Em conversa com o Pernambuco por e-mail, Dal Piva comenta o que ainda poderá ser desvelado caso Bolsonaro perca o mandato presidencial já no próximo domingo —  o que fará com que perca, também, a blindagem do cargo — e fala sobre a sensação de insegurança de se fazer jornalismo no atual cenário brasileiro.

 

O esquema de repasse e lavagem de dinheiro, chamado de “negócio do Jair”, é relativamente simples, caseiro, desde a própria expressão. Alguém é contratado, não precisa ir trabalhar, ganha salário e repassa a maior parte ao chefe do esquema. O “negócio do Jair” estaria ocorrendo pelo menos desde o segundo mandato do atual presidente. Por que demorou tanto para termos acesso a essa história?

Um dos aspectos que deixaram essa história escondida foi a falta de transparência. As leis que permitiram a publicação de dados de assessores na internet começaram a ser implementadas a partir de 2009. Mesmo assim, até hoje é difícil ter acesso a esses dados nas Casas Legislativas. Tive que pressionar muito para que pedidos de acesso à informação fossem atendidos para saber listas de funcionários, salários, crachás etc.

Outro ponto que escondeu tudo isso no caso do presidente em si é que antes ele era um deputado tido como "baixo clero", e era menos investigado pela imprensa porque não tinha poder, de fato, não influenciava.

Isso muda quando ele vira presidente. Então as histórias dele começam a ser investigadas a partir da eclosão do caso Queiroz.


O próprio presidente já falou de rachadinhas com a maior naturalidade, dizendo que a coisa é “bem comum”. Também na população parece haver algum tipo de dormência em relação a esses tipos de crimes (crimes que recebem o diminutivo de “inhos”, quase como se não se qualificassem como corrupção de verdade). O que você pensa da reação pública ao esquema de rachadinha narrado no seu livro?

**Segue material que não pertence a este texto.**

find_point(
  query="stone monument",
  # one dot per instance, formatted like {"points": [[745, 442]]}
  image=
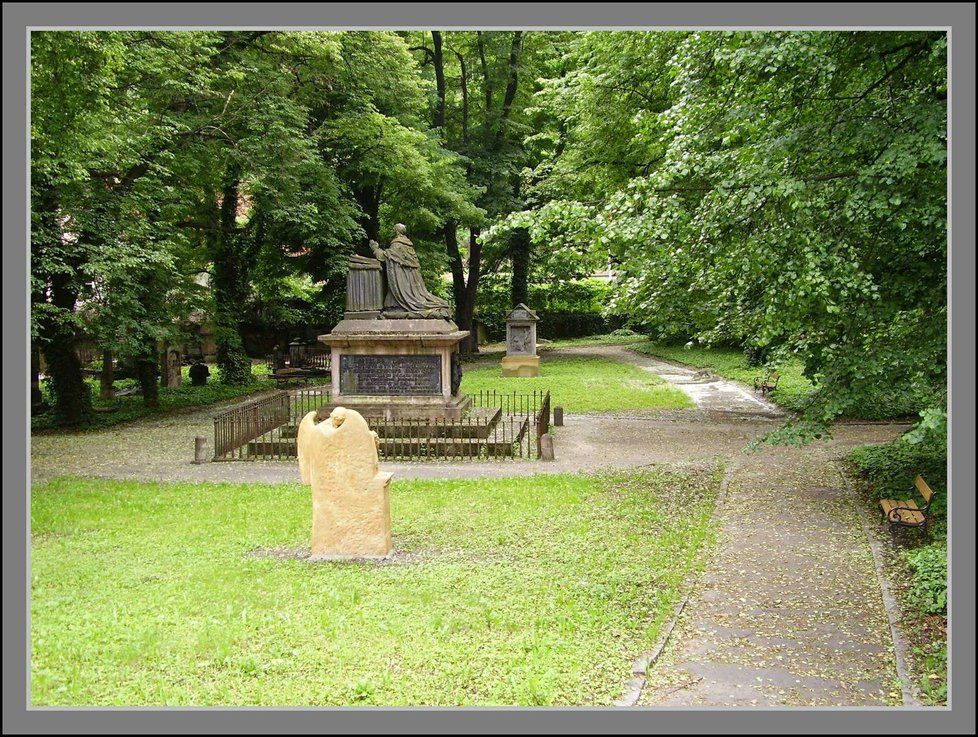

Num mundo ideal, essa história não deveria derrubar presidentes?

Acho que muitos aspectos são bastante graves e, sim, em outra situação, outros tempos, teriam levado um presidente a sofrer consequências mais sérias. Toda vez que o caso do senador Flávio [Bolsonaro] avançava, mais coisas [relativas ao] envolvimento do presidente apareciam. O presidente se reuniu no Palácio do Planalto pra discutir estratégias do caso do filho com agentes do governo, interferiu na PF, no Ministério da Justiça, no Coaf e em vários órgãos, em decorrência do medo que tem dos avanços dessas investigações. Ao mesmo tempo, porém, para se manter no cargo ele criou uma forte aliança com o PP e PL, o centrão, para impedir que processos de impeachment avançassem - e também manteve um escolhido seu na PGR (Procuradoria-Geral da República).  


Como o método de Bolsonaro lembra muito o de Trump, é comum olharmos para o que vai acontecer com o ex-presidente dos EUA para ter alguma ideia do que pode vir a acontecer com Bolsonaro. Lá fora, Trump já é investigado e a coisa não parece estar indo muito bem para o ex-presidente americano; mas parece haver um drama institucional enorme em investigar — e quem sabe condenar — um ex-presidente, afinal, eles são populares. Você julga que no Brasil existe clima político para que, depois das eleições, o “negócio do Jair” seja averiguado e punido?

Existem várias investigações que podem destravar depois das eleições. Além do caso do senador Flávio, [há os casos de] Carlos [Bolsonaro] e [Ana] Cristina [Valle], a segunda mulher do presidente, que são investigados pelo MP-RJ e estão com os sigilos bancários quebrados nesse caso. Cristina também é alvo de uma investigação da PF por usar um laranja para a compra de uma mansão em Brasília, caso revelado por nós no UOL em 2021. O próprio Bolsonaro tem procedimentos parados na PGR. Se ele perder a eleição, existe preocupação no seu círculo íntimo em relação a todos esses casos.


Jair Bolsonaro gosta de jogar com certas narrativas fantasmagóricas que ele projeta sobre a nação. Para seus fãs, ele espalha que há o comunismo e a ideologia de gênero à espreita; aos inimigos, que tenham cuidado com o derradeiro golpe e a volta da ditadura. O medo provocado é sempre real, ainda que a ameaça não o seja. Como lidar com esse comportamento do presidente, especialmente agora que se especula tanto sobre uma réplica da invasão ao Capitólio, em caso de derrota?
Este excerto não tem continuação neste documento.